Teen Swedish climate activist Greta Thunberg commented:
“Yesterday, the whole world witnessed with sadness and despair the fire at Notre-Dame de Paris, but Notre-Dame will be rebuilt,” she said in a speech to the European Parliament in Strasbourg. “I hope it has strong foundations and I hope we have strong foundations, but I’m not so sure.”
“I want to make you panic, I want you to act as if your house was on fire,” she said. “A lot of politicians have told me that panicking does not do any good. I agree, but when your house is on fire and you want to prevent it from collapsing, it is better to panic a little.”
“If your house were falling apart, you would no longer fly around the world in business class,” said the high school student, who came to Strasbourg by train from Stockholm. “You would not organize three emergency summits on Brexit and none on climate change.”
“Well, our house is falling apart and yet nothing is happening. We’ll have to switch to cathedral mode. I ask you to wake up and do what is necessary,” she said.
Cathedrals can be restored and so can the Earth’s climate, but necessary action on Climate Change is proceeding all too slowly.
Yet I do find hope in the words and actions of Greta Thunberg and the movement that she started, “Youth Climate Strike”.

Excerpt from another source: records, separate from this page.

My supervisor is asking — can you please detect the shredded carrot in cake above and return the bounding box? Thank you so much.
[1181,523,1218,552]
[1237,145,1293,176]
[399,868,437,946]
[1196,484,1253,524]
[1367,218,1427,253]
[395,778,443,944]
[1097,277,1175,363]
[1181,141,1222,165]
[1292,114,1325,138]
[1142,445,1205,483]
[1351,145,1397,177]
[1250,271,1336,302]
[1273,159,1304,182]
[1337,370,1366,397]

Last month I attended a “Youth Climate Strike” gathering at the Capitol protesting the lack of action to combat Climate Change. This rekindled feelings that change is indeed possible.

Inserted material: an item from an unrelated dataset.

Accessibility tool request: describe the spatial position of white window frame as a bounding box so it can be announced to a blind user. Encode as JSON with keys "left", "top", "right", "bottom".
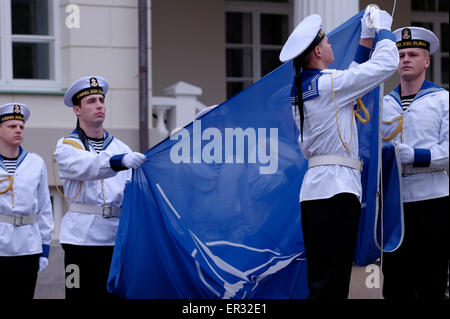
{"left": 226, "top": 1, "right": 292, "bottom": 89}
{"left": 412, "top": 11, "right": 449, "bottom": 89}
{"left": 0, "top": 0, "right": 61, "bottom": 93}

About 1,500 youth were there with older folk hovering around the sidelines. The organizers determined that to counteract the lack of women in leadership positions, all of today’s presenters would be women, as are the three leaders of Youth Climate Strike.
It was energizing to hear “Generation Z” articulate many of the problems that face us and how they are interrelated. Here are some of the words that I heard:
Gen Z must confront: Climate Change, Racism, Classism, Colonialism, and Capitalism. Shake the system to the ground. Confront pollution. Eliminate single use plastic. Gen Z will be the first generation to experience the devastating effects of climate change.
Take back the Earth. Take it to the streets. Take it to the polls.
Climate Justice/Climate Action/Right to a livable Planet
Climate Justice, poverty, pollution – all are connected.
Invitations were sent to women in Congress to address the gathering. Ilhan Omar was the only person who showed up. Here are some of her words:
I ran on the Green New Deal. We cannot let fossil fuel CEO’s dictate how we use our planet. We cannot let this administration continue to put corporate interests over taking action to reduce global carbon levels.
I have introduced a Bill to end $20 billion in corporate welfare. This $20 billion will instead end homelessness in this country.
Representative Omar then turned to podium over to her teenage daughter, Isra Hirsi, who is one of the three national leaders of Youth Climate Strike. She spoke about how her climate activism began by joining the Green Club in her high school. She was the only person of color in the group. At first she did not fit in, but she stuck it out and became a national leader.
There were several interesting crowd chants that punctuated breaks in the presentations. My favorite was this call and response:
Solid as a Rock
Rooted as a Tree
We are here
In our rightful place
I was inspired by the dedication and commitment of the people at this event to wok to ward saving the planet and ourselves.
After this gathering, my spirit was lifted and I smiled on my 12-mile bike ride home.